Andrew. Less than 4 months ago, I was exactly where you are. Exactly. Asking all of the same questions and getting the same advice. I listened to what I was told, and now Brisket is the family favorite.

Here is a short video of my Brisket from Saturday.

[ame]http://youtu.be/SUKjvgiTyGw[/ame]


The family loved it.

Here is the thread I started last October. Check out the advice I was given there.

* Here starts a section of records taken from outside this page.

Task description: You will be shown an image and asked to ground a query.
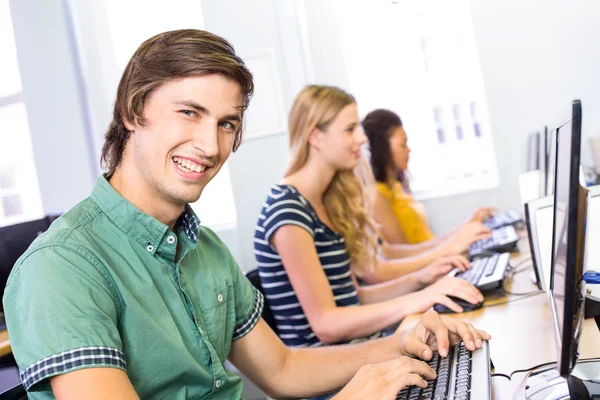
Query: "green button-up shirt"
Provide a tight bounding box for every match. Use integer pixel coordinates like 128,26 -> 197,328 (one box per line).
3,177 -> 263,399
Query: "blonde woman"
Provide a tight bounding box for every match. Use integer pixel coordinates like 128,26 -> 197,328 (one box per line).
254,85 -> 483,347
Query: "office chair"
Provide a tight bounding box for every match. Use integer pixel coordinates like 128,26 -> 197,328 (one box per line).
245,269 -> 278,334
0,384 -> 27,400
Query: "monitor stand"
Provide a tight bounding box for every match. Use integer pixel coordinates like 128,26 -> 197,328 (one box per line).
525,293 -> 600,400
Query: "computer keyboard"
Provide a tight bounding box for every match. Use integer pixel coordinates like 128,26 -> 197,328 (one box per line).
483,210 -> 523,229
454,253 -> 510,292
396,342 -> 491,400
469,225 -> 519,256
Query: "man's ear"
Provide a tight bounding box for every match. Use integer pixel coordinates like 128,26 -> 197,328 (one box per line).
123,118 -> 135,132
308,128 -> 323,149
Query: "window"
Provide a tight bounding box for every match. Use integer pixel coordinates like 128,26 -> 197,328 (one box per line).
329,0 -> 499,198
105,0 -> 237,229
0,0 -> 44,226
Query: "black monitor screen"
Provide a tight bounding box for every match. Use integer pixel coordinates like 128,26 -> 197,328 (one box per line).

Finally I gave in and cooked the Brisket at 270F according to Pitmaster T's Edict

Cooking at 270F seemed counter intuitive since the whole reason why I got a smoker was for slow and low cooking, but trust the results.. it works!
 
Andrew. Less than 4 months ago, I was exactly where you are. Exactly. Asking all of the same questions and getting the same advice. I listened to what I was told, and now Brisket is the family favorite.

Here is a short video of my Brisket from Saturday.

http://youtu.be/SUKjvgiTyGw


The family loved it.

Here is the thread I started last October. Check out the advice I was given there.

Finally I gave in and cooked the Brisket at 270F according to Pitmaster T's Edict

Cooking at 270F seemed counter intuitive since the whole reason why I got a smoker was for slow and low cooking, but trust the results.. it works!

this is exactly what is going thru my head! to the T!

nice!! and LOL to having a kid on the counter, just like at my house, always wanting to see what dad is doing!

looks fantastic!

looking back thru my pics, i have determined, i maintained moisture but not tenderness, which would backup what yall are saying!